Believe them or not: Suns veterans hope to change the narrative

Sep 24, 2018, 6:14 PM | Updated: Sep 25, 2018, 9:45 pm
(AP Photos/Matt York)...
(AP Photos/Matt York)
(AP Photos/Matt York)

PHOENIX — Here come the obligatory media day soundbites from a Phoenix Suns team expected to once again finish at the bottom of the Western Conference. The question is whether you want to believe them.

Center Tyson Chandler remains on the roster, gearing up for his 18th NBA campaign as a near-36-year-old. A year ago, he was defacto assistant coach, the one who had the voice to stop a practice from the sidelines and preach accountability, effort or execution.

This year, he’ll have a little more help on the leadership front. The Suns signed veteran wing Trevor Ariza and traded with Houston to acquire forward Ryan Anderson, signs GM Ryan McDonough wanted not only to add shooting and defense, but that Phoenix is quite serious about putting veteran pieces in key positions.

“It makes the world of difference,” Chandler said of those additions. “At some point, when I’m the only voice, it becomes too much.

“They still can play and still play at high levels. It gives coach (Igor Kokoskov) another outlet. In games where we lost in the past down the stretch in close games is because of lack of experience.”

Optimism was easy to come by Monday before the Suns head to training camp in Flagstaff, Ariz. Those three veterans want to change the culture, and all think it’s possible for a team that’ll be led — at least in terms of fame — by 21-year-old guard Devin Booker and 20-year-old center Deandre Ayton.

Maybe the veterans’ belief in a franchise that’s failed to win 25 games the last three years is even genuine.

Do they really, actually, seriously believe they can turn Phoenix into a competitive team? Ariza and Anderson, who are close friends, former teammates and Los Angeles-area neighbors in the offseason, promise they talk about it.

“Lot of times I could just say ‘yes’ — and it’s, like, not true — just to give you the right answer. But it’s absolutely, 100-percent true,” Anderson said. “This summer we talked almost once a day.

“(He’s) a real, genuine person who cares and wants to build this organization and lead these young guys, and we’ve had tons of conversations about that and what we can bring. This is the beautiful thing for me: I’m happy to be here, we’re building a culture, we’re building a future with our group. I’m happy to be a part of that. I’m happy to help in the best way I can.”

A career 38-percent three-point shooter, Anderson is 29 years old and viewed by the Suns as a key piece to put alongside Ayton, who should have room to operate in the paint.

Traded from Houston in a deal that included rookie guard De’Anthony Melton and saw the Suns ship out Brandon Knight and Marquese Chriss, Anderson is expected to challenge for a starting role. The cynic might see a player just be happy to be in a new situation after the Rockets went away from using Anderson last season.

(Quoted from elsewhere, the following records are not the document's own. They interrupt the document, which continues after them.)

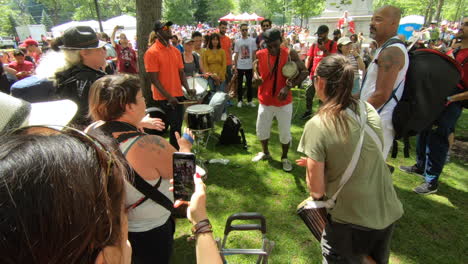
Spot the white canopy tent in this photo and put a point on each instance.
(58, 30)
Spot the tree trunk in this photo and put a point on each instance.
(147, 13)
(439, 10)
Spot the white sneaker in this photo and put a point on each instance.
(287, 166)
(261, 156)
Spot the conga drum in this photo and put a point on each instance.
(314, 217)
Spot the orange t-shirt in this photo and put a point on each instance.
(266, 62)
(226, 46)
(167, 62)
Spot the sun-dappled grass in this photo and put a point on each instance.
(433, 229)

So if you don’t believe his optimism, maybe believe Chandler’s.

He looked like a potential trade candidate on an expiring contract — and still could be — but at media day said that there’s a different feeling in the building. Chandler said it’s the most talented team since he arrived three years ago.

The center played in just 46 games last season, sitting out often in what he said was an agreement with the Suns to limit wear-and-tear on his body while younger players got their feet wet. That situation is no more, even with Ayton expected to earn the brunt of the center minutes.

Chandler could fight the athletic Richaun Holmes for backup duties after averaging 6.5 points and 9.1 rebounds per game in limited action last season.

“Looking forward to playing throughout the season because I’m looking forward to playing meaningful minutes,” Chandler said. “It was no point in me putting the wear-and-tear on myself during that time (last year). You know, just communicating with the organization, the organization communicating with me, I feel like we’re out of that phase. Now it’s about, OK, it’s time to win some basketball games.

“I don’t know if this league has ever seen just a young team win games. You have to have some vets to sprinkle in there.”

With that, Chandler is still teaching, helping Ayton “find his voice” on the defensive side of the ball.

Ariza is in the same boat with youthful wings to teach in Josh Jackson, T.J. Warren and Mikal Bridges. Of course, he can make the strongest case that he’s buying in to helping change Phoenix.

Ariza signed with the Suns after they called him at midnight upon the free agency contact period opening in July. And no, he’s not just satisfied to play alongside a friend in Anderson and another Los Angeles-area product in Chandler.

“We are definitely looking forward to helping this organization win,” Ariza said. “That’s a big thing for myself, (Anderson), Devin, the players here. We want to win.

“We want to change the narrative of the Phoenix Suns that has been of late.”